Tuesday, June 2, 2009

Do you have an Audience or a Community? Why Social Networking Matters

Today we welcome Douglas McLennan to the Conference Blog! Mr. McLennan is the editor of artsjournal.com and will be one of our panelists for the Toolbox session called Getting the Most Out of Social Networking on June 12.

Posted by Douglas McLennan:

I’m trying not to freak out. Everything is changing. The news business is falling apart, the economy’s a mess, and every time I look at ArtsJournal, the website I edit, it seems about ten years out of date. This time next year, the news business won’t look anything like it does now. At least half a dozen major newspapers will be out of business, and at least one or more major American city will be without a metro daily paper.

This week General Motors went bankrupt. I recently saw a list of brands predicted to fail this year, including Budget rental car, Borders books, Old Navy, Chrysler, Eddie Bauer and United Airlines. And how many banks have gone out of business so far in this recession?
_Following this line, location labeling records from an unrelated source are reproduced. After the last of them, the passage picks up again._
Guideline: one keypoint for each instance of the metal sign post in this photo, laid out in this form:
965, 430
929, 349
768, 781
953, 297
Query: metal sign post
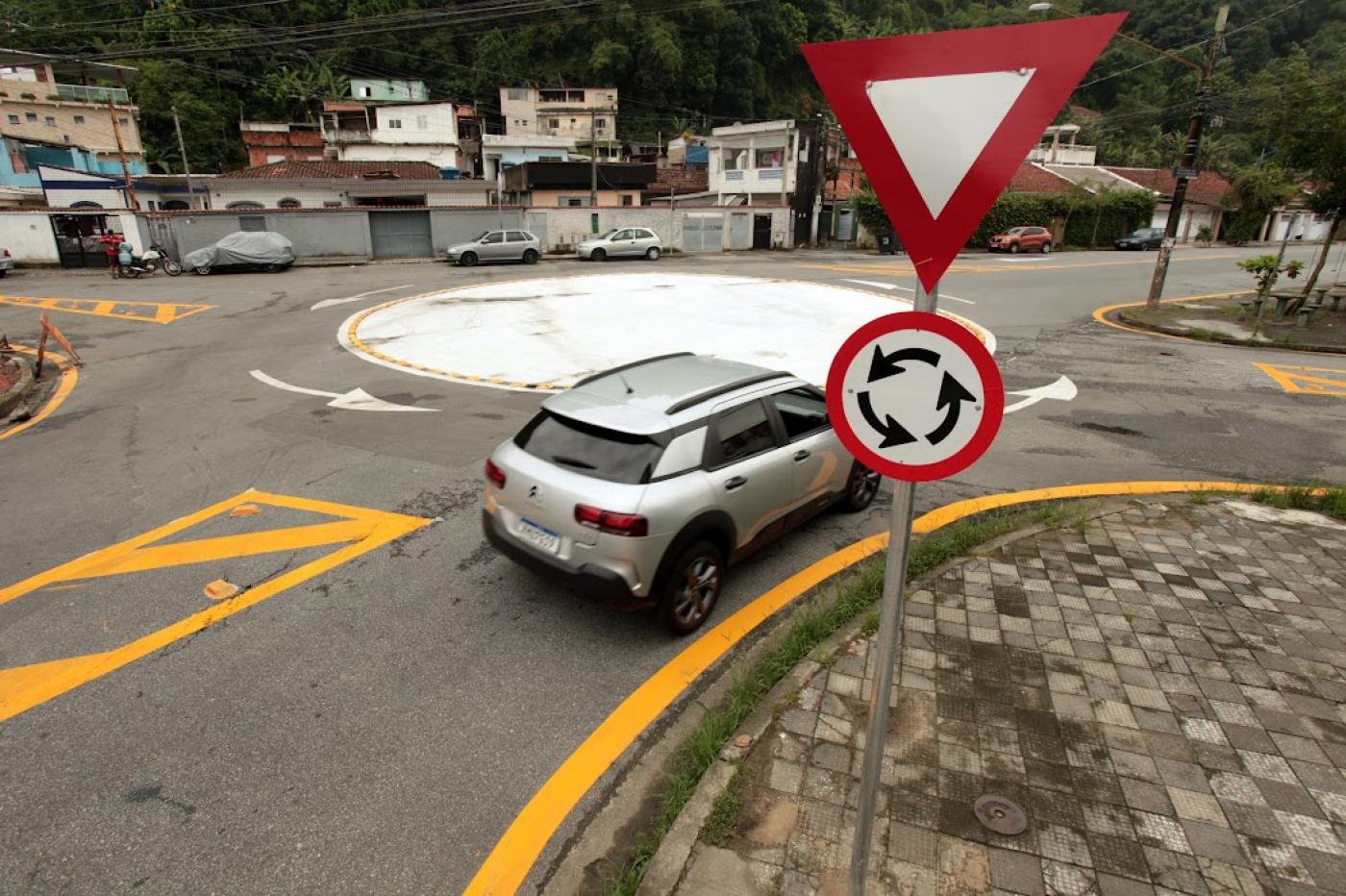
887, 653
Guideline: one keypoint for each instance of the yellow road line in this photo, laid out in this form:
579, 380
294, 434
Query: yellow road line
26, 686
138, 311
1303, 380
511, 859
69, 377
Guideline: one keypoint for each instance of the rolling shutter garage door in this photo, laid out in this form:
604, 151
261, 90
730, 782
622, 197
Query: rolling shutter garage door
400, 235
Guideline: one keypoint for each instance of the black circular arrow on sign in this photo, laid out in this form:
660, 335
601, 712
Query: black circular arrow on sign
952, 394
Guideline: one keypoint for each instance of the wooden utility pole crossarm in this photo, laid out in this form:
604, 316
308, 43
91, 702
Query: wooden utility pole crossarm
1187, 165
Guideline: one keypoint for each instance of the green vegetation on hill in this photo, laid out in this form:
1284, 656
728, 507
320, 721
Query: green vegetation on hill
682, 64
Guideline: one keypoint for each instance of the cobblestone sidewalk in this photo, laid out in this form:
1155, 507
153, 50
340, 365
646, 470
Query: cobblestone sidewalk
1163, 694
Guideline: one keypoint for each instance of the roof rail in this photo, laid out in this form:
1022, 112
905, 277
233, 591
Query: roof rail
635, 363
690, 401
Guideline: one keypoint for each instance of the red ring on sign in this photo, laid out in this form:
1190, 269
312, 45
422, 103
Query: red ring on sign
992, 390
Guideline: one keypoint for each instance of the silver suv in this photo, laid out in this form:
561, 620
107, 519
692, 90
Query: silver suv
650, 478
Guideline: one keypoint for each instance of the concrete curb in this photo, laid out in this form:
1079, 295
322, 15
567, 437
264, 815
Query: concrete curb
670, 861
19, 391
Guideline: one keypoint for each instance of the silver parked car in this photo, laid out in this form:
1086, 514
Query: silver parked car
498, 245
650, 479
623, 241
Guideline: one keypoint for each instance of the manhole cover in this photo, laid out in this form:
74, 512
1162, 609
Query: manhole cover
1000, 814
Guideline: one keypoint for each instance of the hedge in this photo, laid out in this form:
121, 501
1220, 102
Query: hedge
1092, 219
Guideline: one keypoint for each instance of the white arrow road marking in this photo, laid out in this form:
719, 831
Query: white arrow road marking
890, 286
329, 303
353, 400
1060, 390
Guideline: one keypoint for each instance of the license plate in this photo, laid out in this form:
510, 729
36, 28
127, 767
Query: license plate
538, 535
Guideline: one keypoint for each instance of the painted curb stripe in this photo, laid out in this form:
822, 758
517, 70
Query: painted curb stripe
513, 858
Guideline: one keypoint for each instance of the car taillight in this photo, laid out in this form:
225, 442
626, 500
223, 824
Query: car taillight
629, 525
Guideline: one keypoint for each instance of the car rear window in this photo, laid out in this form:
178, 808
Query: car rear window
589, 451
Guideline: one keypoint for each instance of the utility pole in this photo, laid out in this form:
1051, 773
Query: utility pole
592, 158
1187, 165
182, 151
121, 154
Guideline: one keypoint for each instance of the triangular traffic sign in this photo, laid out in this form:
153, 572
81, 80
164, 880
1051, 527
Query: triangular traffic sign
941, 121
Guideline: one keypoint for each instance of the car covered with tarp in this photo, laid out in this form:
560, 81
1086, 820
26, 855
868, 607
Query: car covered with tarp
242, 250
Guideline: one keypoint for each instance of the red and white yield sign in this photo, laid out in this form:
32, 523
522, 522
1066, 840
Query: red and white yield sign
941, 121
915, 396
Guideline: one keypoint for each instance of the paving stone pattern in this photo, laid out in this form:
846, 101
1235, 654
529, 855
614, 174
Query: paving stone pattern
1161, 693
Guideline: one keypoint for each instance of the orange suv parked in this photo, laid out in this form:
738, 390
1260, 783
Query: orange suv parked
1022, 239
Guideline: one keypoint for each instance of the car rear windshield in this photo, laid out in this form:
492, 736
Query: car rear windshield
589, 451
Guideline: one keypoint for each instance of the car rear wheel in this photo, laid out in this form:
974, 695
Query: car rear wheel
692, 589
860, 488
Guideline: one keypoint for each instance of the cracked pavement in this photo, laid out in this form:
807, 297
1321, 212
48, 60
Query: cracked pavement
377, 727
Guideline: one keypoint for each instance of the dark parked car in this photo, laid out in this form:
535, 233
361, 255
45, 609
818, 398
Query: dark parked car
1022, 239
1141, 239
242, 250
Business models that were fundamentally changing before the recession hit are in free fall as the economy tanks. Systems that have worked for decades suddenly no longer seem up to the job. And speaking of jobs, there don’t seem to be any. Something big is going on, not just in the way America does business, but in the ways our culture works, and even some of our usual approaches to solving problems don’t seem to be working.
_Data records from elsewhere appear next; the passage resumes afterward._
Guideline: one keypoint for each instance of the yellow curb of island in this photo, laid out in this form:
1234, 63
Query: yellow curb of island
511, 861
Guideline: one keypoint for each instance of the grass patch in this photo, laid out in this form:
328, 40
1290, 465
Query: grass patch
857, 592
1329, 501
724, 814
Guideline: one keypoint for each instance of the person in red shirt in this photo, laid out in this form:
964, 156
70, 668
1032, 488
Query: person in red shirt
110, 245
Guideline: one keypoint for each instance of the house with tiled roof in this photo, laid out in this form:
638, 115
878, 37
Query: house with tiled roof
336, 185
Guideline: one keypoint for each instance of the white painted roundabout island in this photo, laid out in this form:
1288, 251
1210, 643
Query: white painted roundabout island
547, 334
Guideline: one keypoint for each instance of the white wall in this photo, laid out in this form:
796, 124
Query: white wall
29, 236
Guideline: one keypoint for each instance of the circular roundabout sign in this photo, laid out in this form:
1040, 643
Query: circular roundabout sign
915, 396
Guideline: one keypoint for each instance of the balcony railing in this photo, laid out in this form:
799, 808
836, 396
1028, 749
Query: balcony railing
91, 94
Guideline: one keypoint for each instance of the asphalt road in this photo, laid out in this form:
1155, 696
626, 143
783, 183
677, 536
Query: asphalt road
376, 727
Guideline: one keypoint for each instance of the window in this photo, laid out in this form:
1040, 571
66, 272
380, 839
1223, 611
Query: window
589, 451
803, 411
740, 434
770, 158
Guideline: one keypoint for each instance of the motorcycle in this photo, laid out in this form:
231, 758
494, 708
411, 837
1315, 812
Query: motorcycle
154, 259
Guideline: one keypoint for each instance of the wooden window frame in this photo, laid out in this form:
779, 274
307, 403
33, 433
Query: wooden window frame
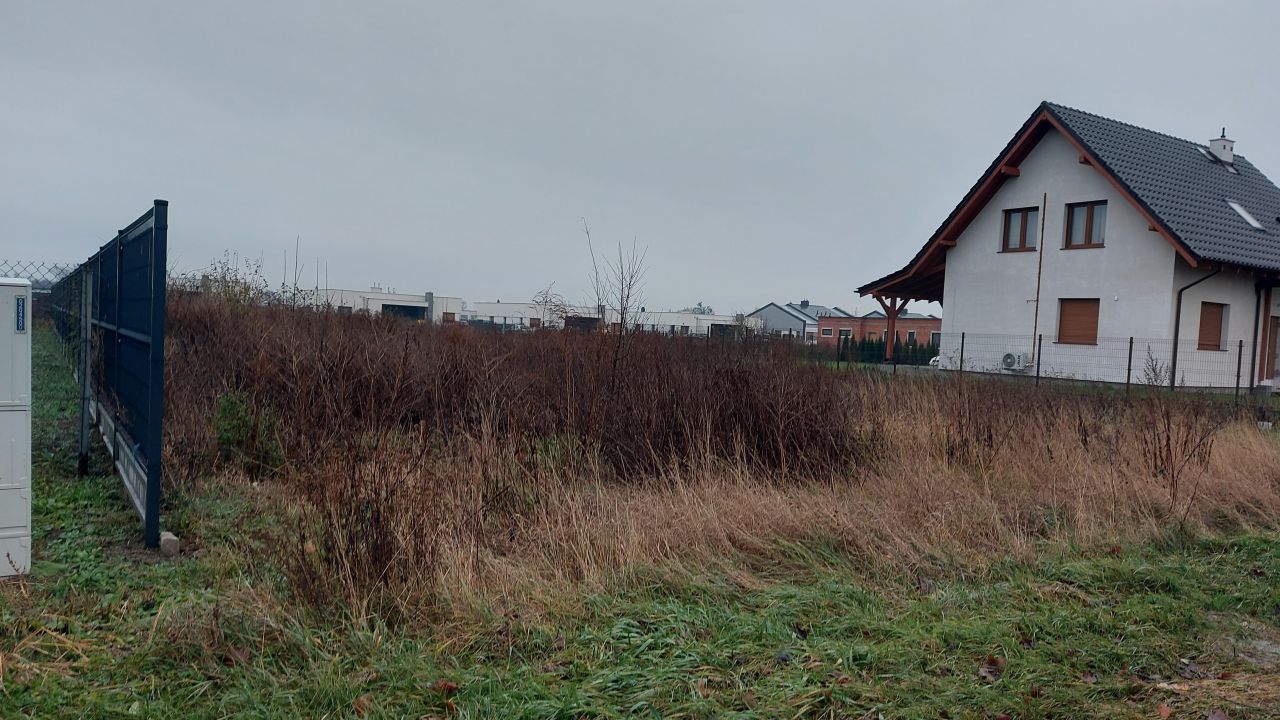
1022, 241
1061, 305
1088, 226
1224, 313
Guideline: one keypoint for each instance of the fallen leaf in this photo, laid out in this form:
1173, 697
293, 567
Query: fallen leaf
236, 656
444, 687
1192, 671
991, 669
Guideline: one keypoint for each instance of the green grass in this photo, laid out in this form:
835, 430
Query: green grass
105, 629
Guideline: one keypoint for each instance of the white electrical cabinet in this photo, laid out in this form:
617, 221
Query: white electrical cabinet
14, 425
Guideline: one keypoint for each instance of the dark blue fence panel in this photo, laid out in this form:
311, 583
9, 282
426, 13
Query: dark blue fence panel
112, 311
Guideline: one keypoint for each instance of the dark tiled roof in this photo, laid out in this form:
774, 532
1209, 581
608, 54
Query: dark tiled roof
1185, 190
816, 311
903, 317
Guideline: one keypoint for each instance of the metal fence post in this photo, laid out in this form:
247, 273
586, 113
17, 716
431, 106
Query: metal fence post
1040, 345
1239, 364
86, 341
1128, 370
155, 361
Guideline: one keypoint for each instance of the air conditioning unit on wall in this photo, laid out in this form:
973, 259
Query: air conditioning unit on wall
14, 425
1015, 361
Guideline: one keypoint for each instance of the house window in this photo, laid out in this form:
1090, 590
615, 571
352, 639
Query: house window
1020, 228
1212, 335
1078, 320
1086, 224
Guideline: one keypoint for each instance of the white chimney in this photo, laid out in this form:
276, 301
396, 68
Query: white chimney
1223, 147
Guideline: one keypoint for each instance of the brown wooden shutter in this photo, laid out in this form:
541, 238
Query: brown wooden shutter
1078, 322
1211, 326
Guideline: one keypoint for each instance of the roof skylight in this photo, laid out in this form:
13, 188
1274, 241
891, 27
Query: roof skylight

It isn’t enough, for example, simply to reach for a new set of tools. Many industries (hello newspapers) have mistaken the business they’re in, confusing their platform for their product. In the new digital economy, this is a disaster. Platforms are transitory, tools are constantly changing, and if you’re not careful, today’s platform is tomorrow’s anchor tied to your feet.
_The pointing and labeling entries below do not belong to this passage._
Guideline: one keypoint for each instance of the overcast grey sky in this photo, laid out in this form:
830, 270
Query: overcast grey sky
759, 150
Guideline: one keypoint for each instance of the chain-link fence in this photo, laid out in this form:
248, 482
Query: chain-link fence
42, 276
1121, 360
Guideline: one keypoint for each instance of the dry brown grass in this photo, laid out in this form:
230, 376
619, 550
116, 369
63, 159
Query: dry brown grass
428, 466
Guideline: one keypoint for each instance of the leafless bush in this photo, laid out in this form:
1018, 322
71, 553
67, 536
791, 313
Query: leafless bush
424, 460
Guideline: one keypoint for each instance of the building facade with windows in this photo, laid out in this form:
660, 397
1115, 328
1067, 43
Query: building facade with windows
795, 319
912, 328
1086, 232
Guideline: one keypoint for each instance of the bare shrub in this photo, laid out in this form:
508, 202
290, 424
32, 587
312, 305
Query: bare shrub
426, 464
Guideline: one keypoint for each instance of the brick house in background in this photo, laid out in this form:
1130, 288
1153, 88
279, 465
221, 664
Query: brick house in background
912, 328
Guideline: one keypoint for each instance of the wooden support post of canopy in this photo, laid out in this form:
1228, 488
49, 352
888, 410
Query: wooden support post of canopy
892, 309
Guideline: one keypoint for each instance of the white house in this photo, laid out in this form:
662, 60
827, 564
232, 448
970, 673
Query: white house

Social networking is the It Girl of the moment. Everyone’s blogging, twittering and Facebooking trying to figure out how these tools fit in to a new business model. The good news is that the social networking movement is pushing arts organizations to reconsider their relationships with audiences. The bad news is that many social networking projects are more about the tools and the platform than the ideas under the hood.

Chasing after tools on the web is a losing tactic that puts you in the position of always trying to play catch up. The better strategy is to understand that social networking can fundamentally change the relationship between you and your audience.

The Open Source movement has proven to be a powerful model for a number of reasons, not least of which is because it allows users not to be tied to and limited by closed platforms. Progress is incremental and continuous and new tools can be absorbed without the need to be making radical shifts in direction.

I think there’s a big difference between building audiences and creating community. If you’re just about getting audiences, then you’re just one more product on an increasingly crowded shelf. It doesn’t matter how good you are at what you do; when every other product is just a click away (or its equivalent), you’re not always going to be first choice of the fickle consumer.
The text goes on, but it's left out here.